Magret de pato al Pedro Ximenez con salsa de reduccion y guarnicion

El magret de pato al Pedro Ximénez es uno de esos platos que parecen de restaurante caro y se hacen en 25 minutos en una cocina normal. La grasa del pato dorada al fuego, la carne rosada por dentro y una salsa de vino dulce que cae como un velo: con tres ingredientes resuelves una comida de domingo, una cena de aniversario o cualquier ocasión que pida algo más que un filete de ternera.

El truco no está en complicarse, sino en respetar dos cosas: el punto de cocción del magret (rosa por dentro o gomoso al masticar) y la reducción del Pedro Ximénez (sin pasarse o sabe a melaza quemada). Te explico todo paso a paso para que no falle.

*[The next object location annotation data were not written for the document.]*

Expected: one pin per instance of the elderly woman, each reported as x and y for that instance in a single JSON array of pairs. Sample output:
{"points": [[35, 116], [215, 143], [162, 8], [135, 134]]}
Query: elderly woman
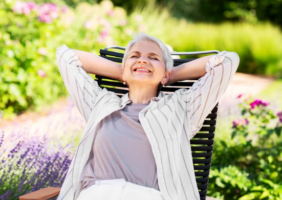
{"points": [[138, 146]]}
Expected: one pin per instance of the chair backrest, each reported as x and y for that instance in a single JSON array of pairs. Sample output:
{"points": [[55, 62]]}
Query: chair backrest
{"points": [[202, 143]]}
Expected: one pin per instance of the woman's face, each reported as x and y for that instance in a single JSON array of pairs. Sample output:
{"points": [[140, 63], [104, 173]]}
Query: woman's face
{"points": [[149, 56]]}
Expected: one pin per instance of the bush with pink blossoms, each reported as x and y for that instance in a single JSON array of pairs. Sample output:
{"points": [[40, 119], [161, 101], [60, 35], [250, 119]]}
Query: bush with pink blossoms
{"points": [[247, 166], [37, 156], [258, 121], [29, 36]]}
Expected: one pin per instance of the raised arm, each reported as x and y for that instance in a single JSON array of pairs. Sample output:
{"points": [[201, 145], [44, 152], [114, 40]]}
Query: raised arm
{"points": [[80, 85], [205, 93], [95, 64]]}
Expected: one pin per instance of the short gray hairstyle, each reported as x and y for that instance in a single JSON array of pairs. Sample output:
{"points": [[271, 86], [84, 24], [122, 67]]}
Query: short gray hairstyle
{"points": [[144, 37]]}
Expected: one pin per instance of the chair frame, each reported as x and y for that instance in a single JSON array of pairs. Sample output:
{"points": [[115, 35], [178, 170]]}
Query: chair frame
{"points": [[201, 143]]}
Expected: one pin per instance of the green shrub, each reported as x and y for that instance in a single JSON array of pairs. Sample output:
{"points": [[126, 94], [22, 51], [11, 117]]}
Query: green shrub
{"points": [[251, 148], [256, 44], [29, 76]]}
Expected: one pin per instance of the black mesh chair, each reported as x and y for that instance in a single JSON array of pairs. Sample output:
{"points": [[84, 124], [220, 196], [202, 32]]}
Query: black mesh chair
{"points": [[201, 144]]}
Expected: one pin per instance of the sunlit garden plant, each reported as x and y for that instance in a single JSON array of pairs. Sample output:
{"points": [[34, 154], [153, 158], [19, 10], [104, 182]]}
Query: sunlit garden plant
{"points": [[31, 160], [253, 153]]}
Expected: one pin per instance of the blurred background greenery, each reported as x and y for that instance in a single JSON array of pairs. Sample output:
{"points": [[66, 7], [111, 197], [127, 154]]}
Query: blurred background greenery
{"points": [[30, 79]]}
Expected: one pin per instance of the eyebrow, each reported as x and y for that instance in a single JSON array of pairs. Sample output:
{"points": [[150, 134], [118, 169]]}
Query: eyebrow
{"points": [[148, 53]]}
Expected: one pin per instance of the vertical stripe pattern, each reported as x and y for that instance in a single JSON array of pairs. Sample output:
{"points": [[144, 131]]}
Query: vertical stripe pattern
{"points": [[169, 121]]}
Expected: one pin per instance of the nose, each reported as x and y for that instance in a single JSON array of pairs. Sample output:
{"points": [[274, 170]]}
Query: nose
{"points": [[142, 60]]}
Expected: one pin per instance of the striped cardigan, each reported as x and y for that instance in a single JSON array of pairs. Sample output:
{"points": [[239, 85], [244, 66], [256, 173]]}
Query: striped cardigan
{"points": [[169, 121]]}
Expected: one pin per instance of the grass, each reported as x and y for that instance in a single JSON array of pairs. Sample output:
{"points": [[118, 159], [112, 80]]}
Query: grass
{"points": [[273, 93]]}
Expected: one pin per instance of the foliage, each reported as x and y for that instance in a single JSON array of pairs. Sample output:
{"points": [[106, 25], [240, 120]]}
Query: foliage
{"points": [[29, 36], [250, 11], [26, 55], [228, 182], [32, 158], [253, 150]]}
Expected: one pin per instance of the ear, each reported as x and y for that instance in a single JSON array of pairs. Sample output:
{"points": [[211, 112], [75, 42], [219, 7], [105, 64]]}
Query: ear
{"points": [[166, 77]]}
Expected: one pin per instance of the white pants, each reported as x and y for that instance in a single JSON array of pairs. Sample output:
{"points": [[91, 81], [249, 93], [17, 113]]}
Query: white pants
{"points": [[119, 189]]}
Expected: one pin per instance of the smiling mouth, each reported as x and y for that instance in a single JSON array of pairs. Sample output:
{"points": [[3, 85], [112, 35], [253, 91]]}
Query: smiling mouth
{"points": [[142, 70]]}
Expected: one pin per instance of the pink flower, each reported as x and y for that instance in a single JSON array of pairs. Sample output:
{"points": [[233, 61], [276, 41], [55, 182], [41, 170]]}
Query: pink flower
{"points": [[258, 102], [64, 8], [279, 114], [240, 122], [87, 24], [111, 13], [48, 12], [31, 5], [42, 51], [41, 73], [123, 22], [23, 7], [45, 18], [104, 34]]}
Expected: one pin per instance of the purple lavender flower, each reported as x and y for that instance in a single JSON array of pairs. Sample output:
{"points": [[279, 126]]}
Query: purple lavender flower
{"points": [[240, 122], [258, 102], [279, 114]]}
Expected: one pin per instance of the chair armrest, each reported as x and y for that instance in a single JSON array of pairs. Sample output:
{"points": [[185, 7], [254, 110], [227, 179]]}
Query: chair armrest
{"points": [[42, 194]]}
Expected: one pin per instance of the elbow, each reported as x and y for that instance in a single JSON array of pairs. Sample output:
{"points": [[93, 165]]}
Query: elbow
{"points": [[232, 57]]}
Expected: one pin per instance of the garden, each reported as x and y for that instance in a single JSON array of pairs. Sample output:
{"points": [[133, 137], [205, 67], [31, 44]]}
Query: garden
{"points": [[246, 162]]}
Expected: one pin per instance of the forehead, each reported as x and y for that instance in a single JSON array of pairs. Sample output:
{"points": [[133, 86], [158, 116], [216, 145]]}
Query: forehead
{"points": [[146, 47]]}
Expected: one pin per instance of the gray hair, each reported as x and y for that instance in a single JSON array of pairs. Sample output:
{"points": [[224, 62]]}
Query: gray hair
{"points": [[144, 37]]}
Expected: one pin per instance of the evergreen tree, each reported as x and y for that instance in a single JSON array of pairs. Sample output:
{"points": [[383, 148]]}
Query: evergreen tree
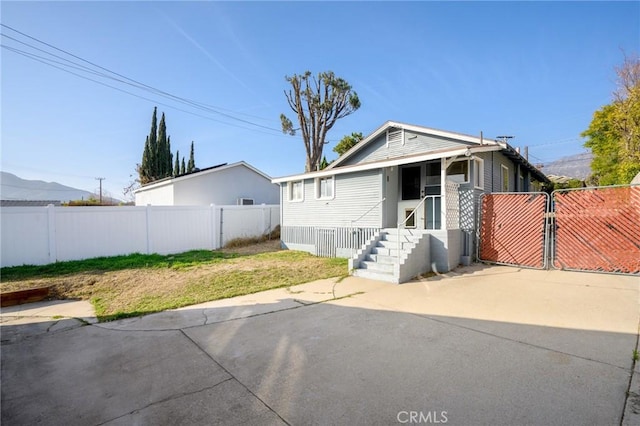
{"points": [[153, 147], [169, 159], [192, 162], [324, 163], [176, 167], [157, 159], [143, 167], [161, 159]]}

Por qué el Pedro Ximénez funciona tan bien con el pato

El Pedro Ximénez es un vino de Jerez muy dulce, casi un licor, con notas a pasas, higos y caramelo. Cuando reduce, concentra esos azucares y crea una salsa espesa y brillante que contrasta con la grasa salada del pato. Es el mismo principio que usar mermelada de naranja con magret o ciruelas en confit: la carne grasa pide algo dulce que la equilibre. Si no encuentras Pedro Ximénez, puedes hacer la receta con Moscatel o un Oporto tinto, aunque el resultado varía un poco.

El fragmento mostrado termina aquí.